Available Voice Tools
The tool subset is configured in settings.yaml under mcp.gemini_tools:
mcp:
gemini_tools:
- "get_rooms"
- "get_room_occupancy"
- "get_person_locations"
- "get_alerts"
- "get_weather"
- "get_local_datetime"
- "get_person_activities"
- "get_enrolled_persons"Only read-only tools are included by default. Destructive tools like trigger_rule are excluded to prevent unintended actions during voice conversations.
Example Queries
- "What time is it?" calls
get_local_datetime - "What's the weather like?" calls
get_weather - "Where is grandma?" calls
get_person_locations - "Are there any alerts?" calls
get_alerts
Conversation Logging
Tool calls are persisted in the conversation database as system turns with the tool name, arguments, and result stored in the metadata_json field. This provides a full audit trail for caregiver review.

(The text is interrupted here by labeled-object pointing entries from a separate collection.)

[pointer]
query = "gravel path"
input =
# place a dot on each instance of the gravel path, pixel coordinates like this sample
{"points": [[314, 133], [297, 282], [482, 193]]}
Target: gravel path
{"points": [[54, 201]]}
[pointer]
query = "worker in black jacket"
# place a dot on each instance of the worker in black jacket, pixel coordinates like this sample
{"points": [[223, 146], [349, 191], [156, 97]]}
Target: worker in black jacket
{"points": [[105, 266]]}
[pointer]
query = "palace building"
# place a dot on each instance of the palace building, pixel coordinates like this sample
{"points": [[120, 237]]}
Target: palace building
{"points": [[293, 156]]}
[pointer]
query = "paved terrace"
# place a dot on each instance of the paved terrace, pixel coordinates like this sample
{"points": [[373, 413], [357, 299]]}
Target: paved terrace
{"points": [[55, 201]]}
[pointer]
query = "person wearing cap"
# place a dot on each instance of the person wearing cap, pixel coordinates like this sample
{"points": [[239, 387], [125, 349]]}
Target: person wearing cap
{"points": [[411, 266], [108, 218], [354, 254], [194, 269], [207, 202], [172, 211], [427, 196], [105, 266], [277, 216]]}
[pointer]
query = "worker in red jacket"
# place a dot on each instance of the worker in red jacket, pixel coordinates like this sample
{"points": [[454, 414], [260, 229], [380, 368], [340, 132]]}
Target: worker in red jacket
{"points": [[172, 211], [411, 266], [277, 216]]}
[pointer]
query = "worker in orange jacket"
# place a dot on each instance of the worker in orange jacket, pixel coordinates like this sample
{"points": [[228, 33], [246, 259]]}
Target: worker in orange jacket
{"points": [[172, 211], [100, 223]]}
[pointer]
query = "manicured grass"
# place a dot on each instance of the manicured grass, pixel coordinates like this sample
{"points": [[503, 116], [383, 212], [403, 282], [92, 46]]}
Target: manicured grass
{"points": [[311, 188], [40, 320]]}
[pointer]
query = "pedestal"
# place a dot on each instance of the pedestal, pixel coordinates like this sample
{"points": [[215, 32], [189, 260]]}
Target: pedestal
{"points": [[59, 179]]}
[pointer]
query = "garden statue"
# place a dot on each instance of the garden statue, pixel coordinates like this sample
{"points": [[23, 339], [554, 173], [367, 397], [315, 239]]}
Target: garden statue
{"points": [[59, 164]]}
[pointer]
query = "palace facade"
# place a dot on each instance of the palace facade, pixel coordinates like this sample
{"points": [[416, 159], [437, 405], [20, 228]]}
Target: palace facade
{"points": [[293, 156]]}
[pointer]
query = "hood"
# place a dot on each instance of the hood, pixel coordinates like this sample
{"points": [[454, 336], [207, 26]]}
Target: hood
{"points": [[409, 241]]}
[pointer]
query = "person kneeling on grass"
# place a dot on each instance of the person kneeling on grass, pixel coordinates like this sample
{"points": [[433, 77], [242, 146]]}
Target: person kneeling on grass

Optional: Gemini Dependency
The Gemini Live integration requires the google-genai package, which is an optional dependency:
cd backend
uv sync --extra geminiThe import is intentionally lazy in backend/integrations/llm/gemini_live.py. The system starts without Gemini if the package isn't installed. This allows deployments that don't need voice to skip the dependency entirely. When Gemini is not configured, the WebSocket connection stays open and continues to deliver push notifications.